Today, I would say perhaps colleges used to impart wisdom (contra Caplan and contra my Null Hypothesis). But even if that has not changed, they have fostered more activism, especially after students graduate. As a result, the ratio of activism to wisdom has shot up.
I think the point about movies cuts the other way. It's hard to socialize and signal and make maneuvers in the various social games absent shared experiences and exposures. If there are few competing alternatives and lots of people are watching the same thing, it provides "cultural currency" something to talk about and reference that one can rely on to be generally accepted as conversational tender and which need not touch on anything ideological or political. Indeed people often see the injection of those things into the subject as obnoxious and inappropriate. Sports is a good example.

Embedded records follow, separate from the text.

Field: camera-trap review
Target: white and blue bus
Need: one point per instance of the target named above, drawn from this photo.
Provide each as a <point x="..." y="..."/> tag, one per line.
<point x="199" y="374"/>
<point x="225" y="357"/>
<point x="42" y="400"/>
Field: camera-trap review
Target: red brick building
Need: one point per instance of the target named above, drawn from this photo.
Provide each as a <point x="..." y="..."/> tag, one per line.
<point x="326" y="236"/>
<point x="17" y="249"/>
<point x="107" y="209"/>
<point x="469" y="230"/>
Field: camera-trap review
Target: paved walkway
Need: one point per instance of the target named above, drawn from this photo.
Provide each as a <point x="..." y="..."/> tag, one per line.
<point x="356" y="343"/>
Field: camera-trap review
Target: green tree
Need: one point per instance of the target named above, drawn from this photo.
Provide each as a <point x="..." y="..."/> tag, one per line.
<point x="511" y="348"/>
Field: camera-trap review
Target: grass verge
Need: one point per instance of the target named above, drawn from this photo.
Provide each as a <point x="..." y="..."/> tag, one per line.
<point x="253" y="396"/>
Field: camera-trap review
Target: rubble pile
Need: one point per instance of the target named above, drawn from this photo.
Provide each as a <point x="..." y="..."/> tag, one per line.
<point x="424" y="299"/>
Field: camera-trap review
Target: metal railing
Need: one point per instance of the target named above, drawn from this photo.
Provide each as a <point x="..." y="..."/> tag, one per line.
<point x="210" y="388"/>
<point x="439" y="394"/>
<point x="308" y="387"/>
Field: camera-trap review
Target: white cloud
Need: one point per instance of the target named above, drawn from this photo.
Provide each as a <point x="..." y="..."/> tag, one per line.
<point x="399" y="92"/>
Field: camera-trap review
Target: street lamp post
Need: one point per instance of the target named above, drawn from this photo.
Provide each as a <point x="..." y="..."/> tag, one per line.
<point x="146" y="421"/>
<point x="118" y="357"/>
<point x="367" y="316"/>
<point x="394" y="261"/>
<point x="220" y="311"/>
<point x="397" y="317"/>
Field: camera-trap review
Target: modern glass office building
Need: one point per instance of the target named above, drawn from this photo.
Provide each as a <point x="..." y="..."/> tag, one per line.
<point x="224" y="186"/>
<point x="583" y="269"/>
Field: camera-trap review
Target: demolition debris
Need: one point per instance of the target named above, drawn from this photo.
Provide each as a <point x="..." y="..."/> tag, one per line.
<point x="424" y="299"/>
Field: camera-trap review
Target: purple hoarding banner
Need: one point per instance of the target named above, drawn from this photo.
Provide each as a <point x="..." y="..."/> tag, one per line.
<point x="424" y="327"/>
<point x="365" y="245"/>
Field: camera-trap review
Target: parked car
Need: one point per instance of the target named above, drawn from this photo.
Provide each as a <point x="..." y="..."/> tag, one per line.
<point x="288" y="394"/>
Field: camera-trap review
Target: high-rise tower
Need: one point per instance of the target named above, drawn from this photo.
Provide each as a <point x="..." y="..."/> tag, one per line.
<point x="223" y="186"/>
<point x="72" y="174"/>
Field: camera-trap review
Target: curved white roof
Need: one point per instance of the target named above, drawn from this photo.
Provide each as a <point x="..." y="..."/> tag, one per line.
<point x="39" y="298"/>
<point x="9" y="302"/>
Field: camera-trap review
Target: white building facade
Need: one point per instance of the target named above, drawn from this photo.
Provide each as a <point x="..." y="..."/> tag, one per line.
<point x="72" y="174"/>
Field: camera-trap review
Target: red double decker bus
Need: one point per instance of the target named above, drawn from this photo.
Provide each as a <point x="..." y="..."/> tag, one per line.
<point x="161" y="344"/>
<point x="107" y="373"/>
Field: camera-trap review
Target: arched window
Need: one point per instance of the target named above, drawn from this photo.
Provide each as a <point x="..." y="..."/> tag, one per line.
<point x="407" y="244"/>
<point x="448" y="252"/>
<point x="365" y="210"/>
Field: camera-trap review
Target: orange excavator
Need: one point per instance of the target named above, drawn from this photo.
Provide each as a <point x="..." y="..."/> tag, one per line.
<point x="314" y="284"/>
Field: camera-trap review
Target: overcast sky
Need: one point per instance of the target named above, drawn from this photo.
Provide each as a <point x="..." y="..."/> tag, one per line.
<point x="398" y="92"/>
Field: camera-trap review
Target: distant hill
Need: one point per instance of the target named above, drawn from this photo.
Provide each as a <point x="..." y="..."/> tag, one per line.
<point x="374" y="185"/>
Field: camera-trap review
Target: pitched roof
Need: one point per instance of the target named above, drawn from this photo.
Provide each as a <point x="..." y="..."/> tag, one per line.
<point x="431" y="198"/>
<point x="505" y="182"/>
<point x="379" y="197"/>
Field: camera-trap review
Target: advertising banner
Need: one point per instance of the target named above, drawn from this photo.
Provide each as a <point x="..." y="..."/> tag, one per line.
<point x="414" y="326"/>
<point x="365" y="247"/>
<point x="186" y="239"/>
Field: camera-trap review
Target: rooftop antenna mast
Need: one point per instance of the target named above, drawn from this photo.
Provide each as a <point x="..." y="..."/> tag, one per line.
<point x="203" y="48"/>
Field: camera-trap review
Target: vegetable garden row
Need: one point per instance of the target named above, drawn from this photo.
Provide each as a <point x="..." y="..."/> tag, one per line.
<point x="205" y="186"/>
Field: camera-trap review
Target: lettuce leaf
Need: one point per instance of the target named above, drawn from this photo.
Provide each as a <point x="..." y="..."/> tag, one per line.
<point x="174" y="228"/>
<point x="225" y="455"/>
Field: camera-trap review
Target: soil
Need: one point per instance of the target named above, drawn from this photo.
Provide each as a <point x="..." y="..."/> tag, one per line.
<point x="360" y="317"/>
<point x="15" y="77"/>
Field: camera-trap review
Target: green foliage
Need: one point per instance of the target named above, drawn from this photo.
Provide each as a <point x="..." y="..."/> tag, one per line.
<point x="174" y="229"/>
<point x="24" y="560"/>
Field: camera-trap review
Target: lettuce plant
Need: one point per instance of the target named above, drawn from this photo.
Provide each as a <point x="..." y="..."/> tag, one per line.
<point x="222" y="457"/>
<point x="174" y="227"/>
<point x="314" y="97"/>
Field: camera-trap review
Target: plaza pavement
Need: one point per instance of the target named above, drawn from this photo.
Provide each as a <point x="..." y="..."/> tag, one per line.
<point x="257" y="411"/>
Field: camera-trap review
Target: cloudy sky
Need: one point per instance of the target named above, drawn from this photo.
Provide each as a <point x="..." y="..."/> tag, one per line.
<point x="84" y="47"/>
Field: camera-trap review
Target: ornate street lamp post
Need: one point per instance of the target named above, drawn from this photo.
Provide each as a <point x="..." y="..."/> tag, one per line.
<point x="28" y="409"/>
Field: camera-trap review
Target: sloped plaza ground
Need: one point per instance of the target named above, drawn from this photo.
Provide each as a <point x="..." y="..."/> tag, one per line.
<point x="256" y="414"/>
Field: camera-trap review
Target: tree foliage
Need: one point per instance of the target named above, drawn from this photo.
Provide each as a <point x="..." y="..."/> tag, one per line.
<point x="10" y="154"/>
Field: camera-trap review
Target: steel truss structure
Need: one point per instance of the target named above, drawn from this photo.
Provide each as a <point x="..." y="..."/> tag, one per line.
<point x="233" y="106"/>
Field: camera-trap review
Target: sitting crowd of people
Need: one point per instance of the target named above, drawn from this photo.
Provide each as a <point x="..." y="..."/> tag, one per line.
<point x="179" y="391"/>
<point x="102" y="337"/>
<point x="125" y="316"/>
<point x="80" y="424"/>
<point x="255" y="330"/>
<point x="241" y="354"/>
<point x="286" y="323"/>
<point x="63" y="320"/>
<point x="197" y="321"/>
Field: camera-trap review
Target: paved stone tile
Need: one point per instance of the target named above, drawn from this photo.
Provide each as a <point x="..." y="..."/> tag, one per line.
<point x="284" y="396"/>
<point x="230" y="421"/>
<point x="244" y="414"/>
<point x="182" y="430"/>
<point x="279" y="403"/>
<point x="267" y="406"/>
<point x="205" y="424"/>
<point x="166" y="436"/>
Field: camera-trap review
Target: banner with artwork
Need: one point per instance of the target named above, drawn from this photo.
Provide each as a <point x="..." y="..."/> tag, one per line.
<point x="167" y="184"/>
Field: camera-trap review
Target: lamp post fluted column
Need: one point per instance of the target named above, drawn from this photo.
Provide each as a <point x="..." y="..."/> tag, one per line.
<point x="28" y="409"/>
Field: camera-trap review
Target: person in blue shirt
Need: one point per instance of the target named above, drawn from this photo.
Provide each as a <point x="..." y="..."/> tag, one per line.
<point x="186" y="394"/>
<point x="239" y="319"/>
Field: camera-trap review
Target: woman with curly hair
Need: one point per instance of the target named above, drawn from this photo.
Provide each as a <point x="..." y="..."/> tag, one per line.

The problem is when you lose movies or sports or whatever you don't necessarily lose everything and it causes a desperate crowding in and obsession with those few areas that people in our social scene so still share and experience together, which for elites is now often exposure to viral political news on legacy and social media.
So, in this sense, fragmentation in everything else causes consolidation along ideological lines.
I don't think there is as much tension between the Null Hypothesis and the observation that universities have gone down hill as you might think. There is a difference between how you teach and what you teach, and another between those and how you measure or assess that teaching. Even holding how university professors and lecturers teach constant, if they shift from teaching good things to bad things you are going to get a slide downhill. A well taught course on how to throw a tantrum to get management on your side and receive special privileges will always be worse for the student than a well taught course on basket weaving.
When it comes to assessing whether we are holding how classes are taught constant, well, I have only been involved in assessment in one university, but it was a joke. They wanted "artifacts" of learning, essentially assignments retained, but had no interest in testing students later to see if they were learning what they were supposed to, and little interest in what they were supposed to be learning.
So yea, throw in "colleges are accepting students whose only benefit will be the credential, and passing them through via inflation so the college can collect the tuition as long as possible" and you have a recipe for the same teaching producing much worse results overall.